A decisão atende a uma representação do desembargador federal Marcelo Malucelli, que afirmou que o filho dele, João Eduardo Barreto Malucelli, recebeu uma ligação telefônica com “ameaças”.

João Eduardo Barreto Malucelli é sócio do ex-juiz Sergio Moro. O pai dele, Marcelo Malucelli, se declarou suspeito para analisar casos que envolvem a Lava Jato em abril deste ano.

De acordo com o Conselho do TRF-4, há indícios de que o Appio tenha feito o telefonema para o filho de Marcelo Malucelli. O juiz terá 15 dias para apresentar defesa.

Segundo a representação feita por Marcelo Malucelli, a ligação feita para o filho dele aconteceu de um número bloqueado. A pessoa que fez a chamada se identificou como servidor da área de saúde da Justiça Federal e se apresentou como Fernando Gonçalves Pinheiro.

Apesar disso, segundo a decisão, não existe nenhum servidor com o nome de Fernando Gonçalves Pinheiro na Justiça Federal da 4ª Região.

O relatório do conselho aponta que há “muita semelhança entre a voz do interlocutor da ligação telefônica suspeita e a do juiz federal Eduardo Fernando Appio, tendo então a Presidência do TRF4 e a Corregedoria Regional noticiado esses fatos à Polícia Federal e solicitado realização de perícia para comparação do interlocutor da ligação suspeita com aquele magistrado federal”.

Com a decisão, o Conselho do TRF-4 determinou:

  • afastar imediatamente e preventivamente o juiz Eduardo Appio;
  • suspender o acesso de Appio a prédios da Justiça Federal;
  • suspender o acesso eletrônico de Appio a sistema da Justiça Federal
  • a devolução de equipamentos eletrônicos usados pelo juiz federal, como desktop, notebook e celular funcionais.

Appio assumiu o comando da 13ª Vara Federal de Curitiba, berço da Operação Lava Jato, no início de fevereiro. Ele tem mais de 20 anos de trabalho na Justiça Federal.

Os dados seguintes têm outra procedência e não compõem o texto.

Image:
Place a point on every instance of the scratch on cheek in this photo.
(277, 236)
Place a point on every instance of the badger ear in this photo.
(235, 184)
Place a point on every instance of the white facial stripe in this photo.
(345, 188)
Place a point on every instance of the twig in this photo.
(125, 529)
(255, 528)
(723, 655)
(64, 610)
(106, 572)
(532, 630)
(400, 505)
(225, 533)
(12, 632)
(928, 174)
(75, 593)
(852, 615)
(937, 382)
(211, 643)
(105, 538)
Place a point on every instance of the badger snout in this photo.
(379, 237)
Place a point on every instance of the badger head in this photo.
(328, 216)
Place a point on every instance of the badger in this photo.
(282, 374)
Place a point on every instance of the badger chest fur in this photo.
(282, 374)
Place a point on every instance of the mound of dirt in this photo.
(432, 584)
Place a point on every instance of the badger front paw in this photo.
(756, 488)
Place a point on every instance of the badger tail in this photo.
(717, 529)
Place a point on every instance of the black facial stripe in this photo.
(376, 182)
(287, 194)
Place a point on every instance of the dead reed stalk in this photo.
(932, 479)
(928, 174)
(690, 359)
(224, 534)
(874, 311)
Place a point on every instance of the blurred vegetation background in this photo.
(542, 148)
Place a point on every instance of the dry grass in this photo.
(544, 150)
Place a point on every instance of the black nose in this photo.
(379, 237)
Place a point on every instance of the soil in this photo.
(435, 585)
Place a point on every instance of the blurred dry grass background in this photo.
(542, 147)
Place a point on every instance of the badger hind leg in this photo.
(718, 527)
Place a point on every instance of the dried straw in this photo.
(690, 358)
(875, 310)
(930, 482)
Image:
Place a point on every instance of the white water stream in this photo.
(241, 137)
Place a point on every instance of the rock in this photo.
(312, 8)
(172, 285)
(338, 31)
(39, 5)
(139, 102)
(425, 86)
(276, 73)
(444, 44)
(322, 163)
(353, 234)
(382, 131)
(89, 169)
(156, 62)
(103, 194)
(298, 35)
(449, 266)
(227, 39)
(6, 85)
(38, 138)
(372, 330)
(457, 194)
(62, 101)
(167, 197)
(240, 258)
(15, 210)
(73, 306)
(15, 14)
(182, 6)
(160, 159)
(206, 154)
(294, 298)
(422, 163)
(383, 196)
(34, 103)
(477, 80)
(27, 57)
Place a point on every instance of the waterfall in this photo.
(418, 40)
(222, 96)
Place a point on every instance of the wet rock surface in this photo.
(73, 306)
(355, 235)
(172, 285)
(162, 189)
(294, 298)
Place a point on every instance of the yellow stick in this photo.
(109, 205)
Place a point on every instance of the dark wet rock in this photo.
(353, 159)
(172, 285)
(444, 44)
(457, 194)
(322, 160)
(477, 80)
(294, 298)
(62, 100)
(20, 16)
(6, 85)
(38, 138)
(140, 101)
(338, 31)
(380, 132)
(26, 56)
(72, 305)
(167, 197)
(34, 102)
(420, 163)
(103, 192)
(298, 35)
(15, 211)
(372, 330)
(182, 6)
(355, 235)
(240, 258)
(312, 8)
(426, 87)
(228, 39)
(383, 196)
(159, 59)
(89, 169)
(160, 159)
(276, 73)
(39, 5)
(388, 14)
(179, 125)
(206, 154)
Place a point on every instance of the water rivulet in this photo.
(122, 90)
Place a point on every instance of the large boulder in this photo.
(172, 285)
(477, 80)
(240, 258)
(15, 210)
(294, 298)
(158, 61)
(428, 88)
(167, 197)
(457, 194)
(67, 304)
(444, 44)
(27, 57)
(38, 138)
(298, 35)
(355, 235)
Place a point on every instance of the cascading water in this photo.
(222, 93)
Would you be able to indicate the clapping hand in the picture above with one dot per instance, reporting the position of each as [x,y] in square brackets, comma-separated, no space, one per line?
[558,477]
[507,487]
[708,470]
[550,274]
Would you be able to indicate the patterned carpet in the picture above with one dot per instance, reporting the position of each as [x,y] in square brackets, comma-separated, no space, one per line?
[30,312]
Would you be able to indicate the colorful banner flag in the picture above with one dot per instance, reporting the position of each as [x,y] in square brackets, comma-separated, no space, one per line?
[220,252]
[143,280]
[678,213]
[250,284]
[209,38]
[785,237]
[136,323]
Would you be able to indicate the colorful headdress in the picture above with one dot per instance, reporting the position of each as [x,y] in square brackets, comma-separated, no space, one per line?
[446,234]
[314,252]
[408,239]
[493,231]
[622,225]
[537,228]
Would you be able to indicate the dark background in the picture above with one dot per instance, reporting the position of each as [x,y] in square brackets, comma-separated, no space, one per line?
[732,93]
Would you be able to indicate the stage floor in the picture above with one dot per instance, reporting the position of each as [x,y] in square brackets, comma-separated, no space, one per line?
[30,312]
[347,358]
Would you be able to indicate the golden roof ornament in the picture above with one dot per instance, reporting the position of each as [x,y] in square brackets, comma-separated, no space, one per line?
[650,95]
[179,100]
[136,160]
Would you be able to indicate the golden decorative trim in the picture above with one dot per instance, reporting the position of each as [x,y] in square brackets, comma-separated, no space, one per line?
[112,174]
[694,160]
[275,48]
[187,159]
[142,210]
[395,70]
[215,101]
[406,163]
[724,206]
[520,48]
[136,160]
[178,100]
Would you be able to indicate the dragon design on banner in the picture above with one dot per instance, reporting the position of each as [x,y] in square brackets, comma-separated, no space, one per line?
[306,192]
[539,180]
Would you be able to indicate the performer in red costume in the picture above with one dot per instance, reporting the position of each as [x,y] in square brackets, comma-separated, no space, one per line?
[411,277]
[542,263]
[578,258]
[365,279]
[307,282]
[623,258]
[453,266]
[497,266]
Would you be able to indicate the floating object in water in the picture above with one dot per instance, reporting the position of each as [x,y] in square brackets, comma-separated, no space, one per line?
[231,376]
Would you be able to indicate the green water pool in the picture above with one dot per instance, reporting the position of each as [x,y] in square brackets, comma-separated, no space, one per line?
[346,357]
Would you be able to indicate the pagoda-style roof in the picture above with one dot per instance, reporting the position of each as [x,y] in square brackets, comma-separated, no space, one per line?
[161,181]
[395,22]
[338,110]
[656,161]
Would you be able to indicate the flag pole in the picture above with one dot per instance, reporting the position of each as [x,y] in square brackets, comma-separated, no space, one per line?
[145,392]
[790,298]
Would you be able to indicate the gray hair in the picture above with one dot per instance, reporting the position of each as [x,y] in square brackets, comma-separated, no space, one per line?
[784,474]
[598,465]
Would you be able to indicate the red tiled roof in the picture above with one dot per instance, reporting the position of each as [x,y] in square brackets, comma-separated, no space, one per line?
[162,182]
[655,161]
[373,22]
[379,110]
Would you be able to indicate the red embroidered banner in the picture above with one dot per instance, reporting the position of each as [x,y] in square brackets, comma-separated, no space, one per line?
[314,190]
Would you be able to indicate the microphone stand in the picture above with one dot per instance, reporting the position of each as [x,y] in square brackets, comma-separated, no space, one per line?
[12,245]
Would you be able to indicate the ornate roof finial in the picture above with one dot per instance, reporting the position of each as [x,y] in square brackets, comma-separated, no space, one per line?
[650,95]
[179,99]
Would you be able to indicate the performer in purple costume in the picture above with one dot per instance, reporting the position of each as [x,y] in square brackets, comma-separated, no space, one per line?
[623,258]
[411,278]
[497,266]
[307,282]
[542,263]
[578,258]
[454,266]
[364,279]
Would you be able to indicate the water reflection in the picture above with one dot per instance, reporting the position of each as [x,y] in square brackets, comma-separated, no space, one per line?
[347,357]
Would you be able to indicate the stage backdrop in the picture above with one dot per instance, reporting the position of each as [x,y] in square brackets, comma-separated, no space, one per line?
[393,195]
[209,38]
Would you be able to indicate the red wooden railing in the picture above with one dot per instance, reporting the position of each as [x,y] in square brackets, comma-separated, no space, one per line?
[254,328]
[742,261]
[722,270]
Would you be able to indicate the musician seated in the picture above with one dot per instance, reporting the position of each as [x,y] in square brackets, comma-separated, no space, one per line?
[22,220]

Em entrevista ao g1 na época, disse ter como missões o resgate da credibilidade e da neutralidade político-partidária e o fim da espetacularização.

No cargo, ele expediu decisões como a prisão do delator da Lava Jato Alberto Youssef e a anulação da condenação do ex-governador do Rio Sérgio Cabral por suposta propina em obras do Comperj. 

Aliados de Appio esperam que o Conselho Nacional de Justiça (CNJ) reverta a decisão. O ministro Luis Felipe Salomão é o corregedor do órgão.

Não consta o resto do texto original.